There has been a lot of discussion about the England captaincy, with the usual focus on the form of the captain fuelling the fire. Michael Vaughan’s one-day form has been unimpressive, with an average of only 20-odd, his place in the batting line-up has been a free wicket for opponents. Does this mean we should sack him? Well, no, I don’t think so.
The Ayalac minions have busily worked out criteria that could provide a competency test of the England role.
Scores will be given, out of ten in the following fields:
- Performance in tests.
- Performances in ODIs. All three disciplines are taken into account.
- Tactical awareness.
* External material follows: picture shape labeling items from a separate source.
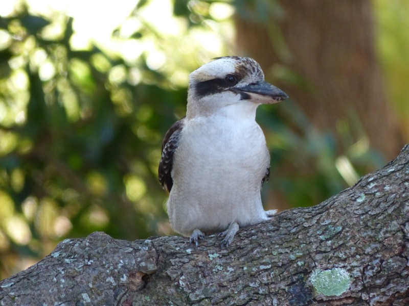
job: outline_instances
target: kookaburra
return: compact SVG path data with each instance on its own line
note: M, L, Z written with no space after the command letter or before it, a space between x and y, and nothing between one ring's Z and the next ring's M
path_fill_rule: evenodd
M218 58L190 74L186 116L165 136L158 175L170 224L191 243L221 232L227 247L239 226L276 212L261 203L270 155L256 110L287 97L249 58Z

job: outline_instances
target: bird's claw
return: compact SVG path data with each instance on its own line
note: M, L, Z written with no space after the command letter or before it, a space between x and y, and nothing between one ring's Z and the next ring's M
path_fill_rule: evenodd
M226 249L229 247L229 245L233 241L233 238L238 230L239 224L234 222L229 226L227 230L219 234L219 237L225 236L221 242L220 249L222 250L223 247L225 247Z
M201 239L202 240L204 240L204 233L201 232L200 230L196 229L193 231L193 233L192 233L192 235L190 236L190 238L189 239L189 241L191 244L194 243L196 247L197 248L199 246L199 243L198 240Z

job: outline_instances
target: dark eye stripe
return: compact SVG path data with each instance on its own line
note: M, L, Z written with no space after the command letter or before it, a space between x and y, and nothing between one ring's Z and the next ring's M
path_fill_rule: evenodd
M203 81L194 85L196 96L198 98L210 94L221 92L231 86L226 84L224 79L221 79Z

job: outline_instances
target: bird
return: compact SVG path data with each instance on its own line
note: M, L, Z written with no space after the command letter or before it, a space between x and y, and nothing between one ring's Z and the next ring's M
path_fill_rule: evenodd
M216 58L189 75L186 114L165 136L158 176L172 228L196 248L217 233L227 248L240 227L276 212L261 201L270 154L256 113L288 97L248 57Z

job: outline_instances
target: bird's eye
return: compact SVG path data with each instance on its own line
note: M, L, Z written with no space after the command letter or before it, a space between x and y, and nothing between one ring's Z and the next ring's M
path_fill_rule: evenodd
M233 74L228 74L224 78L224 81L228 85L235 85L237 84L237 78Z

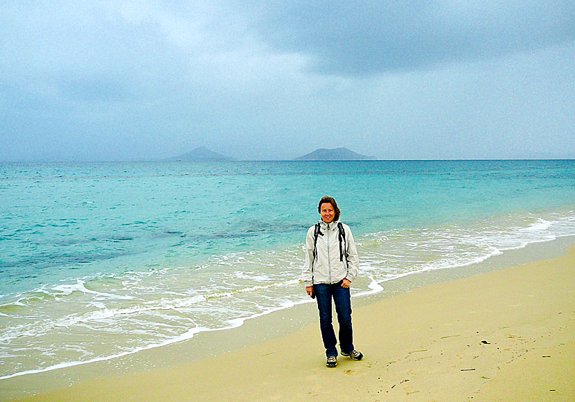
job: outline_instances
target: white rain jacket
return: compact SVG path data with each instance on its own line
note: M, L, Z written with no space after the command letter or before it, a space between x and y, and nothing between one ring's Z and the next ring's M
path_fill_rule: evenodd
M346 278L353 281L357 276L360 260L351 230L346 224L342 224L345 231L345 245L343 245L343 261L340 261L339 229L338 221L328 224L319 221L322 234L317 236L315 245L317 256L314 260L314 231L315 225L308 230L306 238L306 261L301 279L306 286L314 283L337 283Z

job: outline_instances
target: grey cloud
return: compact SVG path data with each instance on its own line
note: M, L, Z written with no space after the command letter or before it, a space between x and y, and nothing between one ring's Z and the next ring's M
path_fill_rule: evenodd
M267 2L254 27L317 72L369 76L513 53L575 38L569 1Z

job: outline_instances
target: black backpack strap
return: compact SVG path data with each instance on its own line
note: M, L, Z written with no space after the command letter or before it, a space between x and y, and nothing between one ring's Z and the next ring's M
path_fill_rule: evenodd
M343 262L346 254L346 231L341 222L337 222L337 229L339 229L339 235L337 236L339 240L339 261Z
M317 259L317 237L319 236L324 236L324 234L321 233L321 227L319 225L319 222L315 224L315 227L313 230L313 260L312 261L312 265Z

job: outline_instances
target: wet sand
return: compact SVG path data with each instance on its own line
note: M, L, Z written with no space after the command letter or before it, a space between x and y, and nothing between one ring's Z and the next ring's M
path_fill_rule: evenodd
M39 393L26 401L575 400L575 247L551 260L355 302L354 343L365 358L340 356L335 369L325 367L309 304L212 334L229 343L228 353L198 358L191 351L201 339L193 339L132 358L112 376L92 375L104 366L86 365L12 378L0 383L0 399L13 400L28 385ZM265 331L275 334L236 345L235 336ZM51 378L82 371L90 379L49 390Z

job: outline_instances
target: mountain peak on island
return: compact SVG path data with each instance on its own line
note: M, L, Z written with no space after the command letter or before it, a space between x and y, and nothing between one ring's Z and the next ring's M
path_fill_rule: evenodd
M364 161L374 160L375 157L362 155L346 148L332 149L319 148L305 155L295 158L294 161Z
M204 146L199 146L188 152L170 158L170 161L183 161L186 162L212 162L221 161L233 161L234 158L222 155Z

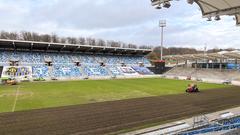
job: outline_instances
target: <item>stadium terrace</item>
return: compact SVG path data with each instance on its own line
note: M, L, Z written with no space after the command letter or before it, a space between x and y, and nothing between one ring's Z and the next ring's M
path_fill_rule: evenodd
M151 49L0 40L1 77L18 80L152 75Z

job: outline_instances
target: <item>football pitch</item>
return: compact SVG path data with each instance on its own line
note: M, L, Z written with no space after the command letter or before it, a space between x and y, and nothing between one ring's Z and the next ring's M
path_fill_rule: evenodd
M160 78L21 83L0 86L0 112L181 94L190 81ZM229 87L197 83L200 90Z

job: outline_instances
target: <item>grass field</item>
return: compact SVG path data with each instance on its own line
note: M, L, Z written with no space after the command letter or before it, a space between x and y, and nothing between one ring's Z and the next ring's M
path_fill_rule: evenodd
M21 83L0 86L0 112L87 104L139 97L184 93L189 81L168 79L85 80L69 82ZM228 87L198 83L201 90Z

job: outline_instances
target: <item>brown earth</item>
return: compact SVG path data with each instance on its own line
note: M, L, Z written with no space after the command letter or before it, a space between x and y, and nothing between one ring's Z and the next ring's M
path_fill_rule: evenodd
M0 135L114 134L240 106L240 88L0 114Z

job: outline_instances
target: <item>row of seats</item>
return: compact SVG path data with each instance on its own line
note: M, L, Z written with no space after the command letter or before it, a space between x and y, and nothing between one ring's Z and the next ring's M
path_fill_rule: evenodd
M56 64L80 62L81 64L105 63L115 64L139 64L150 65L150 62L141 56L117 56L117 55L91 55L69 53L40 53L40 52L11 52L3 51L0 54L0 64L9 61L19 61L21 65L38 64L51 61Z
M138 70L135 70L138 69ZM141 70L139 70L141 69ZM61 77L80 77L80 76L123 76L123 75L152 75L153 73L145 67L116 67L99 65L86 65L77 67L75 65L46 65L32 66L34 78L61 78Z

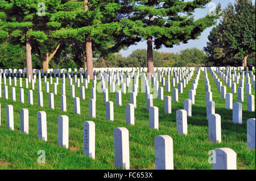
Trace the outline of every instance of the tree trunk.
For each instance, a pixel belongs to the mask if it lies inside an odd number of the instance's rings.
[[[247,66],[247,58],[248,58],[248,56],[247,55],[243,57],[242,66],[245,68]]]
[[[102,68],[106,68],[107,66],[106,65],[106,60],[102,57],[101,57],[101,66],[102,66]]]
[[[82,57],[84,57],[84,70],[87,69],[87,62],[86,62],[86,56],[85,54],[83,54]]]
[[[46,71],[49,69],[49,61],[45,60],[43,61],[43,71]]]
[[[88,10],[88,0],[84,0],[84,10]],[[85,53],[87,63],[87,75],[90,75],[90,79],[93,79],[93,62],[92,49],[92,41],[90,36],[88,35],[85,38]]]
[[[92,49],[92,41],[90,36],[86,38],[86,62],[87,62],[87,75],[90,75],[90,79],[93,79],[93,62]]]
[[[153,16],[150,16],[150,20],[153,20]],[[153,38],[148,36],[147,38],[147,77],[150,78],[154,74],[153,61]]]
[[[43,61],[43,71],[46,71],[49,69],[49,62],[51,60],[52,60],[52,57],[53,57],[56,52],[58,50],[59,48],[60,48],[60,44],[59,44],[57,47],[55,48],[54,51],[50,54],[49,56],[48,53],[46,53],[46,59]]]
[[[31,45],[29,38],[26,41],[26,53],[27,58],[27,78],[30,75],[31,79],[33,79],[33,70],[32,68]]]
[[[147,73],[148,77],[154,74],[153,48],[151,37],[147,39]]]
Comprising innovation and nouse.
- Authority/leadership skills.
- Media management: how they deal with the press (out of five).
- Insight: what they say to the press (out of five).
These are some names that have been suggested for the job – I’ve also thrown in Kevin Pieterson because I have, in mad moments, pondered such a possibility. Judging by these numbers, he might be one to watch, too.
Strangely, and despite the heavy performance weighting, Vaughan comes out on top. This happens to the outcome that out-going coach, Duncan Fletcher, also favours. And in the terms of achieving stability and continuity in a notoriously unsettled role, this might not be a bad thing.
I would also suggest that England, if they are to change a captain, to do so in both versions of the game. England tried the two captains route a while ago: Michael Atherton took charge of the test team and Adam Holioke led the one-day side. It was a disaster. No one knew what was going on, and created further instability in the squad.
So, with this in mind, and the results of my scientific survey, it’s probably best to stick with Vaughan for another year or so. He’s a pretty good bowler, too. Keep him as an all-rounder. Stick in at number seven. No problem!